Энн прошествовала на кухню и принялась готовить из припасов, извлеченных из рюкзака, нечто под названием «телятина engage?»
[18]
.
– Поцелуй меня, – сказала Шерри, – мне нужна любовь.
Питерсон сбежал в дружественный бар по соседству, заказал двойной бренди и втиснулся в телефонную будку.
– Мисс Древ? Это Хэнк Питерсон. Послушайте мисс Древ, я не смогу этого сделать. Нет, в самом деле. Меня кошмарно наказывают даже за то, что я об этом думаю. Нет, я серьезно. Вы и вообразить не можете, что тут происходит. Пожалуйста, возьмите кого-нибудь другого? Я сочту это огромной личной услугой. Мисс Древ? Прошу вас?
Остальными соискателями были молодой человек в белой пижаме по имени Артур Пик – специалист по карате – и пилот авиалинии, при всех регалиях – Уоллес Э. Райс.
– Просто будьте естественными, – сказала мисс Древ, – и, конечно, откровенными. Мы начисляем очки по обоснованности ваших ответов, и это, разумеется, измеряется полиграфом.
– Какого еще полиграфа? – спросил пилот авиалинии.
– Полиграф измеряет обоснованность ваших ответов, – ответила мисс Древ, и губы ее засияли белым. – Как же еще нам узнать, если вы…
– Врем? – предположил Уоллес Э. Райс.
Соискателей подключили к машине, а машину – к большому светящемуся табло, висевшему у них над головами. Конферансье, как без удовольствия заметил Питерсон, напоминал Президента и выглядел отнюдь не дружелюбным.
Программа началась с Артура Пика. Артур Пик поднялся в своей белой пижаме и показал сеанс карате, в ходе которого сломал три полудюймовые сосновые доски одним пинком босой левой ноги. Затем рассказал, как обезоружил бандита поздно вечером в «А-и-П», где работал помощником менеджера, – маневром, который назвал «тресь-чун», и показал на конферансье.

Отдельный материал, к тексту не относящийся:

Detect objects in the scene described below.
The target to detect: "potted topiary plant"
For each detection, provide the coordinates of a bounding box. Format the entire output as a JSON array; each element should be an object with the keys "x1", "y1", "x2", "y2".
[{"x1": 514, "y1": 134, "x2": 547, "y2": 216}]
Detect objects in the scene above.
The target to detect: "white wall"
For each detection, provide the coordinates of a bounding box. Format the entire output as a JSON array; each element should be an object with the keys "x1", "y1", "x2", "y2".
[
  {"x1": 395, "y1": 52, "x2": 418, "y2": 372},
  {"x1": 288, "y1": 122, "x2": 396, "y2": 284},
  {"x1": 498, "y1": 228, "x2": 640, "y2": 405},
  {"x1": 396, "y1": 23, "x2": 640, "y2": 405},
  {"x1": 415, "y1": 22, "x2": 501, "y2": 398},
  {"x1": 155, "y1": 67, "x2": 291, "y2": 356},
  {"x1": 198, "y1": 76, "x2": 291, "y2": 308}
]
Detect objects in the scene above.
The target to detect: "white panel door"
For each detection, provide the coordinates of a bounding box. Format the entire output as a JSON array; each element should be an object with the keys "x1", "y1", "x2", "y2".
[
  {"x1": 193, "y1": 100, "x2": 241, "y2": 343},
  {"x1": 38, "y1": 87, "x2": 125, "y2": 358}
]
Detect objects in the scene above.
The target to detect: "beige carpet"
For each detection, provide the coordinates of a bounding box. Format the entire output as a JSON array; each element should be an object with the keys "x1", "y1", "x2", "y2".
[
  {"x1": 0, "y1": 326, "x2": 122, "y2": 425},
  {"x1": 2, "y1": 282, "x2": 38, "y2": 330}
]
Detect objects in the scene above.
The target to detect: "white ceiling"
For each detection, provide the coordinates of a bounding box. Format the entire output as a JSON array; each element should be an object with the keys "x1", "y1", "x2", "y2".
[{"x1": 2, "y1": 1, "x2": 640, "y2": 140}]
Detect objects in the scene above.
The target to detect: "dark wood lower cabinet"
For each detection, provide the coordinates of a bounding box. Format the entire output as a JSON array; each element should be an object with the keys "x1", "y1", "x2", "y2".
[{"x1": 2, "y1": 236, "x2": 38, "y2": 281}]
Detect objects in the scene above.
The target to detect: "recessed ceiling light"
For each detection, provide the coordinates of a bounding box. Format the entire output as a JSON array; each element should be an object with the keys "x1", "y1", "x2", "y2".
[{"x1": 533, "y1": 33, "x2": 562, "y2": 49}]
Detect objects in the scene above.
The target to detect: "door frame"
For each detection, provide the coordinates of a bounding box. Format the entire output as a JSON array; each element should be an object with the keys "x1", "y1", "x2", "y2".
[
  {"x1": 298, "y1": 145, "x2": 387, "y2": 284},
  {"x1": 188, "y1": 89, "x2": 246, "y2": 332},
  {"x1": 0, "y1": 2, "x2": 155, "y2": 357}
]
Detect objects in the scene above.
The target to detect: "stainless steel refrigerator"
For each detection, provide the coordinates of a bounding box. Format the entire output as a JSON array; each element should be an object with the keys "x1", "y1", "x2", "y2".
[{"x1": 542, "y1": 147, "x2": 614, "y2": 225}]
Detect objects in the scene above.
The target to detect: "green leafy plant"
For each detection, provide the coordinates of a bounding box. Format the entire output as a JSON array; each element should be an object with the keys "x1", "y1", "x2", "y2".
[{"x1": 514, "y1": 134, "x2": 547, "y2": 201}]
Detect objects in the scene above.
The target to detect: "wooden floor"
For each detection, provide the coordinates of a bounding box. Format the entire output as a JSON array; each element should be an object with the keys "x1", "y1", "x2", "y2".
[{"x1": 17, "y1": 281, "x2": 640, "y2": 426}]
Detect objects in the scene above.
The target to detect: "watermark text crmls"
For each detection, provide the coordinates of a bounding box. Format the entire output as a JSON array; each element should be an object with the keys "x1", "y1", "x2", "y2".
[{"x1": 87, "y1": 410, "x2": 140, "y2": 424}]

– Как вам это нравится? – залился трелями конферансье. – Это просто что-то, или как? Публика?
Публика ответила восторгом, а Пик скромно стоял, заложив руки за спину.
– А теперь, – сказал конферансье, – давайте сыграем в «Кто я?». И вот перед вами ваш ведущий – Билл Лиммон!
Нет, не похож он на Президента, решил Питерсон.
– Артур, – сказал Билл Лиммон, – за двадцать долларов: вы любите свою маму?
– Да, – ответил Артур Пик, – конечно. Звякнул колокол, табло замигало, и публика завопила.
– Он врет! – закричал конферансье, – врет! врет! врет!
– Артур, – произнес Билл Лиммон, поглядывая на свои карточки с текстом, – полиграф показывает, что обоснованность вашего ответа… сомнительна. Не хотите ли попытаться снова? Давайте еще разок?
– Вы с ума сошли, – сказал Артур Пик. – Конечно, я люблю свою маму.
Он шарил рукой под пижамой, нащупывая носовой платочек.
– Ваша мама смотрит сегодня эту передачу, Артур?
– Да, Билл, смотрит.
– Сколько вы уже изучаете карате?
– Два года, Билл.
– И кто платил за уроки?
Артур Пик замялся. После чего сказал:
– Моя мама, Билл.
– Они были недешевые, правда, Артур?
– Да, Билл, недешевые.
– Насколько недешевые?
– Пять долларов в час.
– Ваша мама не зарабатывает столько денег, не так ли, Артур?
– Нет, Билл, не зарабатывает.
– Артур, а чем ваша мама зарабатывает на жизнь?
– Она швейная работница, Билл. В швейном районе.
– И сколько она там уже работает?
– Всю жизнь, я думаю. С тех пор, как мой старик умер.
– И много денег она не зарабатывает, как вы сказали.
– Нет. Но она сама хотела платить за уроки. Настаивала на этом.